At this point, the court stated that the purpose of PIPEDA was to balance two competing interests, and the court had to interpret PIPEDA in a flexible, common sense, and pragmatic manner. The court stated that the question before it was whether Facebook made reasonable efforts to ensure users and users’ Facebook friends were advised of the purposes for which their information would be used by the apps.

The FCC held that:

  • The OPC failed to discharge its burden to establish that Facebook breached PIPEDA by failing to obtain meaningful consent. The court ignored the OPC’s statistical evidence and insisted that there was no evidence, and then confirmed that the OPC did not show that there was a privacy violation.
  • Facebook’s safeguarding obligations ended once information was disclosed to the apps, and there was insufficient evidence to conclude whether Facebook’s contractual agreements and enforcement policies constituted adequate safeguards (there was an “evidentiary vacuum”), and as such, the OPC failed to discharge its burden of showing that it was inadequate for Facebook to rely on good faith and honest execution of its contractual agreements with apps.
  • There was no need to address the issue of remedies that were sought by the OPC.

The FCC dismissed the application. The OPC appealed.

What did the FCA decide?

The FCA allowed the OPC’s appeal. That is, the court agreed with the OPC that the FCC made errors in its analysis when it sided with Facebook. The OPC argued that:

  • The FCC erred by setting the bar too low in its interpretation of meaningful consent, as it did not consider whether Facebook got meaningful consent in light of the fact that it never even read TYDL’s privacy policy (the policy did not include anything about political purposes).
  • The FCC erred by failing to distinguish between meaningful consent for installing users and meaningful consent for friends of installing users, despite the different consent processes and protections for these groups.
  • The FCC erred in determining meaningful consent by calling for subjective evidence of user experience, expert evidence, or evidence of what Facebook could have done differently, instead of applying an objective, user-focused reasonableness standard.
  • The FCC erred in failing to consider Facebook’s conduct before the personal information was disclosed (such as Facebook’s failure to review privacy policies of apps, even in the presence of privacy-related red flags).

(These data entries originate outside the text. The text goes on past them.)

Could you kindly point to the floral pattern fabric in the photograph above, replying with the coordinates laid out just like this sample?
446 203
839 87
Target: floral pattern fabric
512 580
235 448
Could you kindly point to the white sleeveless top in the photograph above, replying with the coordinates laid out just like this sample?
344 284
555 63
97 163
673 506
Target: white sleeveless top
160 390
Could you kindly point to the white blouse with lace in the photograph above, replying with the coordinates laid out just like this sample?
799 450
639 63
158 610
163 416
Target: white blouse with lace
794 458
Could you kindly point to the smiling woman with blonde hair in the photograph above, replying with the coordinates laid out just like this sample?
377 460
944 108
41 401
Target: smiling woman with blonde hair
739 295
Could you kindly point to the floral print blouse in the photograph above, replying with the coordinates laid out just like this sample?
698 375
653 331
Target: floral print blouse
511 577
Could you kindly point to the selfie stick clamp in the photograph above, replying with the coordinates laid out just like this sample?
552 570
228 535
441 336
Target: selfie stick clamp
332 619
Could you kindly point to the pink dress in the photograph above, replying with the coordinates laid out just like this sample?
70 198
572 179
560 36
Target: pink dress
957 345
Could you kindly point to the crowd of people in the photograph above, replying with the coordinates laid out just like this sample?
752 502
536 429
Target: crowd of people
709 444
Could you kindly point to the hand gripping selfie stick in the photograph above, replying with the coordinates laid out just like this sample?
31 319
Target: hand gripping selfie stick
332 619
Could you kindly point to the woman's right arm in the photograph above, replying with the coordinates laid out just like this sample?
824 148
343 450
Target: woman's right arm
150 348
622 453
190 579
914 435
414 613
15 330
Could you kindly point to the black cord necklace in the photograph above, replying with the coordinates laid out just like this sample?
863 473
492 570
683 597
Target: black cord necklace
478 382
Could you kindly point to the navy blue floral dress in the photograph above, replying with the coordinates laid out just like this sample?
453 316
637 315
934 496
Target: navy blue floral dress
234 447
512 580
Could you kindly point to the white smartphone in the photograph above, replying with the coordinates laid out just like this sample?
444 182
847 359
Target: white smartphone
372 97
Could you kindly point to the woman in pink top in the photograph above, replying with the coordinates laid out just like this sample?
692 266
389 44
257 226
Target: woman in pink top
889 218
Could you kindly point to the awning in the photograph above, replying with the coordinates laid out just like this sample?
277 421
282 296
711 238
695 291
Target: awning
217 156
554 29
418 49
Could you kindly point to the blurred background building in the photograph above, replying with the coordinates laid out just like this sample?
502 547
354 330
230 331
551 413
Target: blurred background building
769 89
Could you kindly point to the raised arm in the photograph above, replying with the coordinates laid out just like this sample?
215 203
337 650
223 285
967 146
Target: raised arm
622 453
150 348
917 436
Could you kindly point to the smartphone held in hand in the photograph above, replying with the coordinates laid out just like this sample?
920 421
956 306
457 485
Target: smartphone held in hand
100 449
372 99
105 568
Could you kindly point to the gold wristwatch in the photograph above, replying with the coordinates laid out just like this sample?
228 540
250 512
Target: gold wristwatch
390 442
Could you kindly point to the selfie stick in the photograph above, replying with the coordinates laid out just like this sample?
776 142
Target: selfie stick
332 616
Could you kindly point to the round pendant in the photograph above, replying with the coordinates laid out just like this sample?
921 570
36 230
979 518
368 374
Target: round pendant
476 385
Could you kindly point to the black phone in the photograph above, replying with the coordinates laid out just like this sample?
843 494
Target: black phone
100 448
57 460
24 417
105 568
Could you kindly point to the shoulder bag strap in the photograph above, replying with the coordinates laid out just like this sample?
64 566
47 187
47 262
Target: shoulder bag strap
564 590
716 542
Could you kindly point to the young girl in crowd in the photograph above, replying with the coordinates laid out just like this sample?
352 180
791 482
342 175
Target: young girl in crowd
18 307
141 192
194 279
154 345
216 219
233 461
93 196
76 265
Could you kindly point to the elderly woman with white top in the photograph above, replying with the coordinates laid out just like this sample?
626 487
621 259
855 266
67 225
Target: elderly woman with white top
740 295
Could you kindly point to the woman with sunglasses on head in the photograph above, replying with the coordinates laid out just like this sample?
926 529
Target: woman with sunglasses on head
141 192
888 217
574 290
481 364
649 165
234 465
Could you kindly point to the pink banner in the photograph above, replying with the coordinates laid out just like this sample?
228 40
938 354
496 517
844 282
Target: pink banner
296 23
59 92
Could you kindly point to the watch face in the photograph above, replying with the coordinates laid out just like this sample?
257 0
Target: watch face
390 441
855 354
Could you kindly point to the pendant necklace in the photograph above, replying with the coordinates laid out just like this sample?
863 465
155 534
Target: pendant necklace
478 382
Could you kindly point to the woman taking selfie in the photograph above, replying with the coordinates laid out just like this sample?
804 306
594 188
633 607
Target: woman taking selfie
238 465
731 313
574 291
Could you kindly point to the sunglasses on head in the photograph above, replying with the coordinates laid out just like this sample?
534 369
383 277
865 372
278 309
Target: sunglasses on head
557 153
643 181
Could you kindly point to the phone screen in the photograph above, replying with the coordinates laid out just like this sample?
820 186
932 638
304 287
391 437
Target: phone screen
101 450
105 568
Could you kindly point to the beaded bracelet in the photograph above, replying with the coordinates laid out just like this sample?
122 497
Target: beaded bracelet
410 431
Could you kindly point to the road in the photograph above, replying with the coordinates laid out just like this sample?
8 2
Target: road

Also, the FCC should have treated this as prima facie evidence of Facebook’s failure to take appropriate steps to safeguard information and drawn further inferences from the evidence available, especially given the difficulties associated with showing that an organization failed to internally safeguard one’s personal information.
  • The FCC erred in finding that there was an “evidentiary vacuum” with respect to both the meaningful consent and safeguarding issues, as the record contained extensive and fulsome evidence of a breach of these obligations by Facebook.

The FCA found the following:

  • The FCC erred when it premised its conclusion exclusively or in large part on the absence of expert and subjective evidence given the objective inquiry.
  • The FCC failed to inquire into the existence or adequacy of the consent given by friends of users who downloaded apps, separate from the installing users of those apps. As a result, the FCC did not ask itself the question required by PIPEDA: whether each user who had their data disclosed consented to that disclosure. These were overarching errors that permeated the analysis.
  • The FCC did not engage with the evidence which framed and informed the content of meaningful consent under clause 4.3 and section 6.1 of PIPEDA. The court did not turn to the implications of the evidence that was in fact before the FCC with respect to the application of clause 4.3 and section 6.1, noting the paucity of material facts.
  • The FCC erred because there was indeed considerable probative evidence before the court, including the Terms of Service and Data Policy, the transcript of Facebook’s Chief Executive Officer, Mark Zuckerberg’s testimony that he imagined that probably most people did not read or understand the entire Terms of Service or Data Policy, that 46 percent of app developers had not read the Platform Policy or the Terms of Service since launching their apps, that TYDL’s request for information was beyond what the app required to function contrary to Facebook’s policies, and the decision to allow TYDL to continue accessing installing users’ friends’ data for one year in the face of red flags regarding its non-compliance with Facebook’s policies.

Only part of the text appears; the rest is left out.